Convert a 4 byte data to int in C

Question

I need to convert 4 byte data which is in below format to a original int value . I cannot change the below assignment of int to 4 bytes.

int main() {
    //code

    int num = 1000;

    char a[4];
    a[0] = ( char )(num>>24)  ;
    a[1] = ( char )(num>>16) ;
    a[2] = ( char )(num>>8) ;
    a[3] = ( char )num ;


    printf("Original number is:%d\n", (a[0] << 24 | a[1] << 16 | a[2] << 8 | a[3] ) );
    return 0;
}

I was expecting output to be 1000, but output is 768. How do we restore the original number from above byte array ?Is this an endianess issue ?

Answer 1

a[0] = ( char )(num>>24) ;

That works “okay” in this example. However, in situations where num is negative, the result is implementation-defined (C 2018 6.5.7 5).
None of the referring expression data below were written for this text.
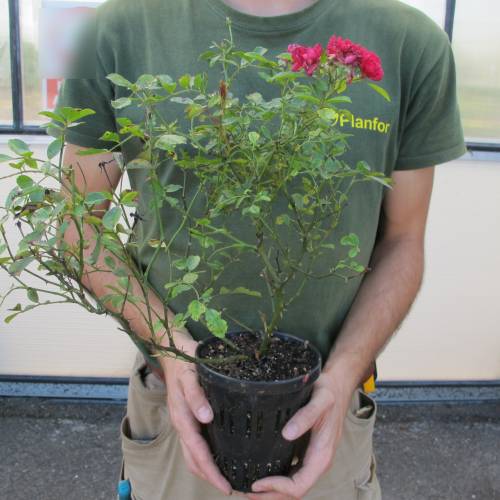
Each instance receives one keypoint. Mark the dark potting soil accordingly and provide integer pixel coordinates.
(284, 359)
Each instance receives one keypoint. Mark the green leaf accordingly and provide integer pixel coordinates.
(111, 218)
(196, 309)
(283, 219)
(172, 188)
(54, 148)
(252, 210)
(328, 114)
(9, 318)
(190, 278)
(239, 290)
(353, 252)
(178, 289)
(350, 239)
(380, 91)
(185, 81)
(215, 323)
(121, 103)
(19, 147)
(146, 81)
(32, 295)
(110, 262)
(71, 115)
(339, 99)
(119, 80)
(91, 151)
(139, 164)
(128, 198)
(356, 266)
(98, 197)
(4, 158)
(193, 262)
(52, 116)
(179, 321)
(20, 264)
(253, 137)
(24, 182)
(110, 136)
(97, 250)
(190, 263)
(168, 141)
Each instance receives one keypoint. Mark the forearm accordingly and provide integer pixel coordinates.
(383, 300)
(141, 315)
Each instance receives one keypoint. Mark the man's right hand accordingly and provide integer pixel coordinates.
(188, 407)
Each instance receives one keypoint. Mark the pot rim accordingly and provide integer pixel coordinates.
(294, 383)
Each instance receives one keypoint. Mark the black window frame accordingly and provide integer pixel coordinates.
(19, 127)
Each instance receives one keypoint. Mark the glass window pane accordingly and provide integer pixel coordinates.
(476, 40)
(5, 82)
(32, 92)
(435, 9)
(39, 91)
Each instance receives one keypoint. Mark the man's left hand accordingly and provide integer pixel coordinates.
(324, 415)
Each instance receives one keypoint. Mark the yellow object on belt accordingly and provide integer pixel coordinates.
(369, 385)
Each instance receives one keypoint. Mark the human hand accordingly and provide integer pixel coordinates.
(188, 406)
(324, 415)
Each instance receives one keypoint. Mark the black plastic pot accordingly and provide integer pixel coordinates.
(245, 434)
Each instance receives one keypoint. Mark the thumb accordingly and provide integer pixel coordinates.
(194, 396)
(307, 416)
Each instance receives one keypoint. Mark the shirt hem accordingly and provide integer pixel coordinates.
(431, 159)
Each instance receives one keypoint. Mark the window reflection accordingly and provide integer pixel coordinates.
(476, 40)
(5, 88)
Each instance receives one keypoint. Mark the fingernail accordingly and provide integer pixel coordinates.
(290, 431)
(205, 413)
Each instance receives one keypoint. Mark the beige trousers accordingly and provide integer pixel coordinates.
(154, 465)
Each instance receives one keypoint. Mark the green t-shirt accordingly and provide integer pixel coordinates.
(419, 128)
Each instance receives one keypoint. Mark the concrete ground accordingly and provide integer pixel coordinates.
(60, 450)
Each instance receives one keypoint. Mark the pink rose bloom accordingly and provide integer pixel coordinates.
(356, 56)
(371, 67)
(344, 51)
(305, 57)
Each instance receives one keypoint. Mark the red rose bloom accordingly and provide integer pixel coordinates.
(371, 67)
(351, 54)
(305, 57)
(344, 51)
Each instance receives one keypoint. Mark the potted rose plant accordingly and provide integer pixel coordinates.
(272, 165)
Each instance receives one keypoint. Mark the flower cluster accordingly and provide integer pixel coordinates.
(305, 57)
(342, 51)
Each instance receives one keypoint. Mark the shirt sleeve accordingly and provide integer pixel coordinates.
(86, 86)
(431, 130)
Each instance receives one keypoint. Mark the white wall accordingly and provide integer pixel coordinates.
(451, 333)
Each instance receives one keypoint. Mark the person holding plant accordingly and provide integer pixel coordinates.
(349, 322)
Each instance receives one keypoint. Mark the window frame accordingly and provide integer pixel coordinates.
(19, 127)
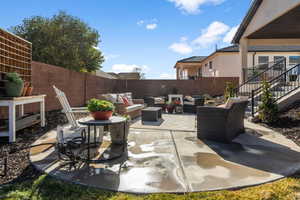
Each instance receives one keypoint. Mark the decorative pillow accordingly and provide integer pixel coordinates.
(125, 100)
(159, 100)
(231, 101)
(189, 98)
(129, 97)
(120, 99)
(109, 97)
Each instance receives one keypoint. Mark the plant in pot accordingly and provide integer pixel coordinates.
(100, 109)
(170, 107)
(13, 85)
(117, 131)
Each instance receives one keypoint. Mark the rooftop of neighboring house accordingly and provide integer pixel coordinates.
(235, 49)
(192, 59)
(126, 75)
(105, 75)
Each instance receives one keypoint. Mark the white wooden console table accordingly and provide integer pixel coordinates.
(11, 103)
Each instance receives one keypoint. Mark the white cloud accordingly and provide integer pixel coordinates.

In the remaining assignments to a[1], a[2], and a[3], values that may exceed the range of char will be converted to char automatically. If char is signed, the results of these conversions are implementation-defined or a signal is raised (6.3.1.3 3). So that is a problem we will have to fix, below.

First, for num = 1000, let’s suppose that −24 is stored in a[3]. This is the result we would get by taking the low eight bits of 1000 and putting them in an eight-bit two’s complement char, which is likely what your implementation uses. Then, we have a[0] = 0, a[1] = 0, a[2] = 3, and a[3] = −24.

Now let’s consider a[0] << 24 | a[1] << 16 | a[2] << 8 | a[3].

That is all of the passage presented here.